A stationary bicycle is completely unstable, and when mounted by a rider, it can only stay upright thanks to the balancing skills of the rider. Balancing is a delicate combination of steering impulses and body weight displacement. During balancing, the rider keeps the combined center of mass of rider and bicycle above the tipping point. (The tipping point is straight above the line that connects the two contact points of the tires with the road surface.) If the center of mass lies to the left of the tipping point, you fall to the left, and if it lies to the right, you fall to the right.
Both a heavy and light bicycle fall over when they are stationary.
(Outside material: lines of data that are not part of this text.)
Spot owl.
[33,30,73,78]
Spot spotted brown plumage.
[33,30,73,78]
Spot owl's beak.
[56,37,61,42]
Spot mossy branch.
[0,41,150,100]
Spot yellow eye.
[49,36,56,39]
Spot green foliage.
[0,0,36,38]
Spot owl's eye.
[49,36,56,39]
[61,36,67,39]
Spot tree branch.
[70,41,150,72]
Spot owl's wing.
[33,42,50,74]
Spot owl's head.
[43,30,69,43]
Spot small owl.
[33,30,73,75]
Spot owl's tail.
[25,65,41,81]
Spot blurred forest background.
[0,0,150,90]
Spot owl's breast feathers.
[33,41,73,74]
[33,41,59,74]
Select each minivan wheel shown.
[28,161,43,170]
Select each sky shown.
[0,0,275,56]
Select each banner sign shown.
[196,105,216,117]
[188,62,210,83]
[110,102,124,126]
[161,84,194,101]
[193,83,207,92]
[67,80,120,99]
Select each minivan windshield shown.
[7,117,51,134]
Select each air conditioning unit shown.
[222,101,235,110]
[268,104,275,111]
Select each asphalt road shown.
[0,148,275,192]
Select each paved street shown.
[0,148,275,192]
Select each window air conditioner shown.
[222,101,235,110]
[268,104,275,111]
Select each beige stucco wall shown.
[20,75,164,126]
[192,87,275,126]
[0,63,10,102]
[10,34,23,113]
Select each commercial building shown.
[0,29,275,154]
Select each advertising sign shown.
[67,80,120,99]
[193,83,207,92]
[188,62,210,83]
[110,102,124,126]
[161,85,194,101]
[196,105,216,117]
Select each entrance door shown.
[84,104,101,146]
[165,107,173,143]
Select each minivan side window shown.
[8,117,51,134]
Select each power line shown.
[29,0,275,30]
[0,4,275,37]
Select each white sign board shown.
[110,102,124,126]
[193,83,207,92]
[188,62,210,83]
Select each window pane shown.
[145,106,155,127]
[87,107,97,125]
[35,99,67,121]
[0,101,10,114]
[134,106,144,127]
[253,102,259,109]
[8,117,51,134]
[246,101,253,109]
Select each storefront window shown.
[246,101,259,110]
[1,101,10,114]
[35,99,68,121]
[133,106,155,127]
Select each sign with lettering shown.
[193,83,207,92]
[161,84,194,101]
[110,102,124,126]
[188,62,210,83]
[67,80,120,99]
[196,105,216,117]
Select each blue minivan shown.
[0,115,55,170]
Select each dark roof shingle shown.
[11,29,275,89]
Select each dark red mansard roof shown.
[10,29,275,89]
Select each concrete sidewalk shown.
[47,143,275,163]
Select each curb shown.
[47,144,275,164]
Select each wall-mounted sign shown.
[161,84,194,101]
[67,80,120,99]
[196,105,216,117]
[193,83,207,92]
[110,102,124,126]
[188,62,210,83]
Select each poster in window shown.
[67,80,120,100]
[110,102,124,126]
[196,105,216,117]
However, the difference between a heavy and light bicycle is that steering impulses and body weight displacements of the rider (the input) are less effective on a heavy than on a light bicycle. This goes in both ways:
- For a bicycle in a stable position (e.g., upright at high speed), rider input is less distorting as the bicycle is heavier.
- For a bicycle in an unstable position (e.g., tipped over at low speed), corrective rider input is less effective as the bicycle is heavier.
The increase in stability with speed is a nice property that we can use to our advantage. For example, some cyclists have difficulties with riding off. Instead of balancing the bicycle at low speed, these cyclists can better practice on speeding up as fast as possible (i.e., accelerating).
For some cyclists, also stopping is a difficult action, and again it is useful to know that stability depends on speed. Because of this property, it is always a bad choice to stop in turn. In a turn, the bicycle always leans to the inside, and this position becomes unstable when slowing down. Save stopping therefore starts with selecting a straight line to the stopping place, such that there is no need for braking in a turn.
The reverse side of the increase in stability with speed is that the bicycle also becomes less viable with speed. Concretely, the higher the speed and the heavier the bicycle, the stronger the steering impulses that are required to make a bicycle change direction. Cyclist that switch from a regular an e-bike often experience problems with this; an e-bike is faster and heavier than a regular bicycle.